L'éditorial de M. Cardinal a vu juste. Je voudrais rajouter quelques éléments supplémentaires sur cette question fort complexe.

Premièrement, la plus grande limite des études qui ont tenté de mesurer les effets économiques est d'ordre méthodologique : en effet, les études évaluatives se situent à court terme alors que les pleins bénéfices ne se manifestent qu'à moyen et long terme.

À court terme, statistiquement parlant, il est normal qu'un petit nombre d'immigrants comparé à l'ensemble de la population d'un pays ou même d'une région ait un impact marginal sur les valeurs moyennes globales (par exemple le PNB, les taux de chômage, etc.).

Deuxièmement, pour véritablement mesurer l'impact économique de l'immigration, il faudrait poser la question autrement. Que serait-il arrivé si certaines entreprises, voire certains secteurs, n'avaient pas eu accès à une main d'oeuvre migrante ?

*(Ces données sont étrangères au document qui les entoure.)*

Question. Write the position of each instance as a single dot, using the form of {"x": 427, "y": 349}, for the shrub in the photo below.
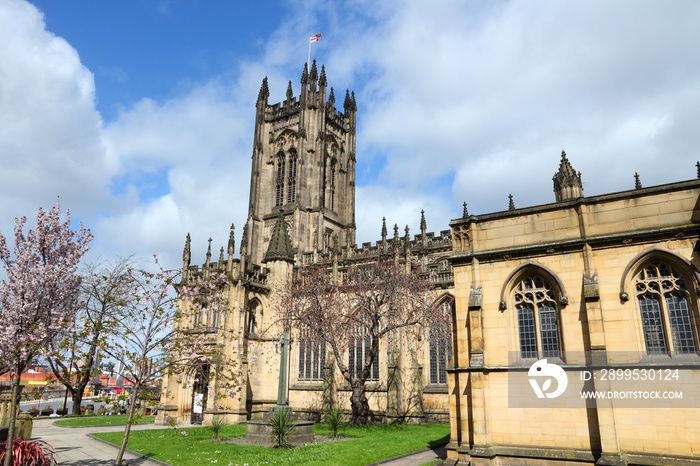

Même s'il n'est pas facile de répondre statistiquement à cette question, on peut néanmoins établir certaines balises. Prenons par exemple le cas des entreprises agricoles. Il est reconnu que sans la main d'oeuvre mexicaine aux États Unis, l'industrie agroalimentaire n'aurait pu survivre. L'impact ne se mesure donc pas en considérant uniquement les travailleurs mexicains, mais l'ensemble des acteurs impliqués dans cette industrie : par exemple, les autres travailleurs nationaux qui perdraient leur emploi et tous les services connexes (transports, transformation, ventes en gros et en détail, etc.). On peut penser que l'impact serait énorme.

L'exemple des travailleurs temporaires dans le secteur agricole au Québec est également intéressant à considérer. Ce sont les employeurs eux-mêmes qui font pression sur les gouvernements (fédéral et provincial) pour mettre sur pied des programmes de recrutement de travailleurs sans lesquels ils devraient fermer boutique ou vendre leurs produits trois à quatre fois plus chers sur le marché, ce qui les rendrait non compétitifs.

Que l'on soit d'accord ou non avec la migration temporaire, personne ne contesterait l'impact économique positif de ce type de migration.

D'ailleurs, on peut généraliser « l'approche par employeurs » à l'ensemble de la politique d'immigration canadienne : les employeurs ne cessent d'exprimer l'existence de pénuries de main-d'oeuvre ; ils se plaignent que les mécanismes actuels de sélection sont lents et inefficaces ; et le gouvernement a répondu en changeant la politique d'immigration afin de donner plus de place aux employeurs dans le processus de sélection (place qu'ils occupent déjà, voire monopolisent, dans le cas des travailleurs temporaires).

Une autre donnée mérite d'être signalée. En effet, compte tenu des discours négatifs en vogue concernant l'immigration, on pourrait s'attendre à ce que la proportion des pays adoptant des politiques plus restrictives en matière d'immigration augmente avec le temps. Or, ce n'est pas le cas, loin s'en faut.

Selon le dernier rapport des Nations unies (2013) sur les politiques migratoires dans le monde, la proportion des pays développés qui visent à réduire l'immigration était de 60 % en 1996, mais seulement de 10 % en 2011.

Pourquoi ? Parce que la vaste majorité des pays considèrent qu'ils ont besoin de l'immigration. Le Québec ferait exception ?

En terminant, un mot sur l'intégration. Mes travaux avec Jean Renaud ont montré que malgré une discrimination réelle subie en début de parcours, les immigrants avec le temps arrivent à « bien » s'intégrer sur le marché du travail, quelle que soit leur origine nationale. Si cette discrimination n'existait pas, l'impact économique serait encore plus positif.